Google has trained its eyes on businesses looking to move away from Microsoft Exchange to alternative e-mail systems with its aptly named Google Apps Migration for Microsoft Exchange tool. It will connect to the company's Exchange to seamlessly migrate e-mail, calendar entries as well as contact data over to Google Apps.
Google says its Google Apps Migration for Microsoft Exchange utility will work with Microsoft Exchange 2003 and 2007, and both the on-premise and hosted versions. It's free to customers of Google Apps Premier, which is priced at $50 per user per year, and to those who qualify for the Education Edition.
Of course, a closer read will show that there is no mention of support for Tasks & Notes, for which there is no matching feature in Google Apps. This might be a moot point, of course, since probably few people use this aspect of Exchange.

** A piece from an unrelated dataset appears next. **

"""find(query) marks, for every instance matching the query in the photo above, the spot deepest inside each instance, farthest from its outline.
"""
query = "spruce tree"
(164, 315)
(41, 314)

No upper limit or minimum user count are mentioned, though it is immediately clear to me that small and medium businesses stand to benefit the most from this tool. Apart from the large amount of Exchange data to be transferred and the inherent technical complexity, you also have to consider continuity of operations. These are some of the concerns that the tool attempts to address.
For example, the Official Google Enterprise Blog touts ease of migration in just four steps. Administrators can move users en masse or selectively in multiple phrases so as not to overburden the available bandwidth during office hours.
In addition, Google says employees can continue to use Microsoft Exchange without interruption during the migration. No performance metrics were offered, but the Google blog entry talks of how "hundreds of users" can be migrated "at the same time."
To get a better feel for how the utility works, I delved into administrator guide and found that the utility will transfer messages at a rate of 1 per second, and on all selected users simultaneously. This means that a mailbox with 10,000 e-mails theoretically will take less than three hours to complete, assuming that the server and network hold up, of course.
Overall, the solution looks like what the harried administrator or IT manager for an SMB looking to move away from Microsoft Exchange will be looking for. Obviously, this assumes the business is ready to switch to Google Apps in the first place, a topic that I will explore in a another blog.
In the meantime, system administrators can check out the official Administrator Guide for Google Apps Migration for Microsoft Exchange for additional technical information. Executives interested in how the ROI pans out will want to look at the online calculator offered by Google to perform a cost comparison.